Summary:	restraint process never returns on an ssh error
Product:	[Retired] Restraint	Reporter:	Vimal Patel <vipatel>
Component:	general	Assignee:	Artem Savkov <asavkov>
Status:	CLOSED NOTABUG	QA Contact:
Severity:	urgent	Docs Contact:
Priority:	unspecified
Version:	master	CC:	asavkov, bpeck
Target Milestone:	---
Target Release:	---
Hardware:	All
OS:	Linux
Whiteboard:
Fixed In Version:		Doc Type:	If docs needed, set a value
Doc Text:		Story Points:	---
Clone Of:		Environment:
Last Closed:	2017-08-10 17:58:23 UTC	Type:	Bug
Regression:	---	Mount Type:	---
Documentation:	---	CRM:
Verified Versions:		Category:	---
oVirt Team:	---	RHEL 7.3 requirements from Atomic Host:
Cloudforms Team:	---	Target Upstream Version:
Embargoed:

Description Vimal Patel 2016-11-14 21:19:11 UTC

Description of problem:
Restraint process never returns on an ssh error.

Our team runs Restraint jobs that take a long time, and recently we have seen a lot of issues where the Restraint process never returns, and it is because of an ssh issue.

All I see in the log is:
Using ./FFinterop_final.01 for job run
Connecting to http://localhost:8091/run for host: 10.34.54.61:8081, recipe id:1
Error writing to ssh channel
Error reading from ssh channel
Connection terminated unexpectedly [g-io-error-quark, 34]

When looking into the client it was having an issue w/I saw that there was a core dump for the restraintd process:

● restraintd.service - The restraint harness.
Loaded: loaded (/usr/lib/systemd/system/restraintd.service; enabled; vendor preset: disabled)
Active: failed (Result: core-dump) since Mon 2016-11-14 21:14:54 CET; 18min ago
Process: 2411 ExecStart=/usr/bin/restraintd (code=dumped, signal=SEGV)
Process: 2405 ExecStartPre=/usr/bin/check_beaker (code=exited, status=0/SUCCESS)
Main PID: 2411 (code=dumped, signal=SEGV)
CGroup: /system.slice/restraintd.service

I don't know if this is always the case, but I have Jenkins jobs and I have a lot of issues w/s390x systems and ppc64 vms from Beaker.

I would be able to handle the issue if the Restraint process ends and returns the error code; however, it never ends.

Case 1: An ssh error on initial connect, shows an error, but never returns.
Case 2: An ssh error in the middle of a job, shows an error, but there seems to be an infinite number of retries to connect.

For Case 1, can this be reattempted a certain amount of times 5 w/60second wait, and if not connected at that point give up and exit with the error code (I would like to see similiar behavior for Case 2).

This is a major issue for our team, because we are waiting for a process that is expecting to take 3-4hrs in a an automated Jenkins job; however, in some cases nothing was ever run, and I have to implement a kill time for the process myself.

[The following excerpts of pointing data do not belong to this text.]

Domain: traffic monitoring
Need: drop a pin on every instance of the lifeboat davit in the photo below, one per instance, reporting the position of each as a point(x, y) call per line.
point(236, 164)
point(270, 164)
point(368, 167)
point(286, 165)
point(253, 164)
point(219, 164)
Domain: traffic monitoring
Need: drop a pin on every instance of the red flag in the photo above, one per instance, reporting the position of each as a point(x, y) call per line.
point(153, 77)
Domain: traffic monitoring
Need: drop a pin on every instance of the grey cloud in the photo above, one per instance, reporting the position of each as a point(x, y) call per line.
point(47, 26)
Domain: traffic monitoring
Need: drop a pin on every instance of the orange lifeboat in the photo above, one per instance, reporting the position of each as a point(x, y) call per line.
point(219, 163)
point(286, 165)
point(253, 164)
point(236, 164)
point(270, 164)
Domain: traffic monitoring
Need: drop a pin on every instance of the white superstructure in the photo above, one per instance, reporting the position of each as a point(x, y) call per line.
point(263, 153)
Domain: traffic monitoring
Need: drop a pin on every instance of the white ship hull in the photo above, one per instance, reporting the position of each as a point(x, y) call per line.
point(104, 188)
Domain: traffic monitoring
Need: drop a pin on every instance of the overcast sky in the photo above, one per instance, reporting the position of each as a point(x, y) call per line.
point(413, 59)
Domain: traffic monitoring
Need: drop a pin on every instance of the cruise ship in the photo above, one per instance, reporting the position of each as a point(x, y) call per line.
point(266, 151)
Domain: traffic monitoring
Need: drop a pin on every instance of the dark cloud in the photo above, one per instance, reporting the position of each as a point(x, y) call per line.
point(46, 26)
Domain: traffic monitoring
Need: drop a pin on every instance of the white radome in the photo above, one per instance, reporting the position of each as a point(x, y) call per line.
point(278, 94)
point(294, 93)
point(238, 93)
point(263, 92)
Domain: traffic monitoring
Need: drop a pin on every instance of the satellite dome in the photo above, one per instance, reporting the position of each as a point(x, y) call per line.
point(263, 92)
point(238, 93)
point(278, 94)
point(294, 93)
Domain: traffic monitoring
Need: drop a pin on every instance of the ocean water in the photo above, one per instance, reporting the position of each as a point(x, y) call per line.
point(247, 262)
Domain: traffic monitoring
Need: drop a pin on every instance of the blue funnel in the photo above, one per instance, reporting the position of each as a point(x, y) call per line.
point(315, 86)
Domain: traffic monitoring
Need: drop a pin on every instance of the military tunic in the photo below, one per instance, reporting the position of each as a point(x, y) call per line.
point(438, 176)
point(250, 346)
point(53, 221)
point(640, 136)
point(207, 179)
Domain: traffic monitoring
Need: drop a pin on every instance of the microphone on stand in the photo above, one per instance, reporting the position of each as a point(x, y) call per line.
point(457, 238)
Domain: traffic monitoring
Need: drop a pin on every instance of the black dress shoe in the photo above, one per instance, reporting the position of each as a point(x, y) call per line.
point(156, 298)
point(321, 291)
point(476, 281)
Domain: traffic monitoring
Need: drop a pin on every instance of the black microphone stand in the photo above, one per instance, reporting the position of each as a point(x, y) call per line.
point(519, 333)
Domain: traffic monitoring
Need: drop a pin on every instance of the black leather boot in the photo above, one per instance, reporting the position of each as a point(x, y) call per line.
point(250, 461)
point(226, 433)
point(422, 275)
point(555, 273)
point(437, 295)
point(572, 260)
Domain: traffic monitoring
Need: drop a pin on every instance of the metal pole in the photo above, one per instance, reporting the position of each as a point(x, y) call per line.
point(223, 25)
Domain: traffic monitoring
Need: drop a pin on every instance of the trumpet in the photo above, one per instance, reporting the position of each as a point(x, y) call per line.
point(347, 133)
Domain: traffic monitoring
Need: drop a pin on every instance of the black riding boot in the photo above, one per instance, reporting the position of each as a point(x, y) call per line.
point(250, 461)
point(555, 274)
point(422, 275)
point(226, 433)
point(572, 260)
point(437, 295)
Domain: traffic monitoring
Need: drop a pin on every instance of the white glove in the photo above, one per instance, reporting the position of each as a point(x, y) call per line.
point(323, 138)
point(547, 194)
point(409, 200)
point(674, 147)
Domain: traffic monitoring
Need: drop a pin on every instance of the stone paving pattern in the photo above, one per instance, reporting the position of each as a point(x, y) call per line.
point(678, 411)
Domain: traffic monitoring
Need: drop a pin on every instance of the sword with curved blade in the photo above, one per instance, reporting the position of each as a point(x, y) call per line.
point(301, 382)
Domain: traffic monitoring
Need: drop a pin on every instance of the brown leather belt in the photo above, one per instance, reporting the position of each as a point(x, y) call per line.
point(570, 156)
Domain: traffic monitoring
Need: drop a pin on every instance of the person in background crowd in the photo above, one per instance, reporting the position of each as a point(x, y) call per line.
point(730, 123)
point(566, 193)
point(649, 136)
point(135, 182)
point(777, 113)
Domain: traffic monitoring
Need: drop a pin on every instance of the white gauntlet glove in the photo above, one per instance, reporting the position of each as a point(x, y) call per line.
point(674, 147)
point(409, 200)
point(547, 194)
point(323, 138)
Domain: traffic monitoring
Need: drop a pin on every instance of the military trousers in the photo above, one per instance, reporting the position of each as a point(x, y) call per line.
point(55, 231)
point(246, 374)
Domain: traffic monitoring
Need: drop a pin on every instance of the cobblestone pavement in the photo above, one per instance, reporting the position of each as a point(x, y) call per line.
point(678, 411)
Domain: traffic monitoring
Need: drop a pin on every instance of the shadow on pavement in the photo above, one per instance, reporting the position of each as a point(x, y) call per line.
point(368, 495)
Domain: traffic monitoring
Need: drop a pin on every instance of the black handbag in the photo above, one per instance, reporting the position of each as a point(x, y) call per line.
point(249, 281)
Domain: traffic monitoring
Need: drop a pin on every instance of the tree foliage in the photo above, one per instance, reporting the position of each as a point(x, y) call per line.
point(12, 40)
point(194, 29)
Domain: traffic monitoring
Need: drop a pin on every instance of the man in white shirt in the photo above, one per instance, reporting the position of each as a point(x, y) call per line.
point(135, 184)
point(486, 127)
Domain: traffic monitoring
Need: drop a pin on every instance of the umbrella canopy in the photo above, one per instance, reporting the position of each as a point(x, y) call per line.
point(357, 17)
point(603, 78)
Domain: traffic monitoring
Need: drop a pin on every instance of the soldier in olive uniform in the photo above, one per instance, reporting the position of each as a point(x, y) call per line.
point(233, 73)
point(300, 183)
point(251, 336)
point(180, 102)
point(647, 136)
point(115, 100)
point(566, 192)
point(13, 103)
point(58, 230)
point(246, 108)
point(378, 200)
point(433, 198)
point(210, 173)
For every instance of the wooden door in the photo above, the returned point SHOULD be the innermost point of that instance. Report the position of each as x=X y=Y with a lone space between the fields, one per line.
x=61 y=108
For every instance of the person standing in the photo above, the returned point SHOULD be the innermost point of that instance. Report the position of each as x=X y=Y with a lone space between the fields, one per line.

If it returned, I would be able to to know it exited early, restart the restraint process on the client and retry, but currently this is not possible, since it does not return.

Version-Release number of selected component (if applicable):
0.1.28

How reproducible:
100%

Steps to Reproduce:
1. restraintd process stopped or errored on client
2. run a restraint call to run a test (i.e.:
/usr/bin/restraint -vvv --host 1=10.34.54.61:8081 --job /home/jenkins/workspace/PIT-FFInterop-nss-ppc-vipatel-runtest/qe-pit-scenarios/ffinterop_ppc-nss/FFinterop_final.xml)
3.

Actual results:
the restraint process never returns

Expected results:
the restraint process returns a failure after an acceptable amount of retries is attempted.

Additional info:

Comment 1 Artem Savkov 2016-11-16 13:21:25 UTC

 http://gerrit.beaker-project.org/5439 Fix infinite loop on ssh failure.
 http://gerrit.beaker-project.org/5440 Limit number of reconnection retries.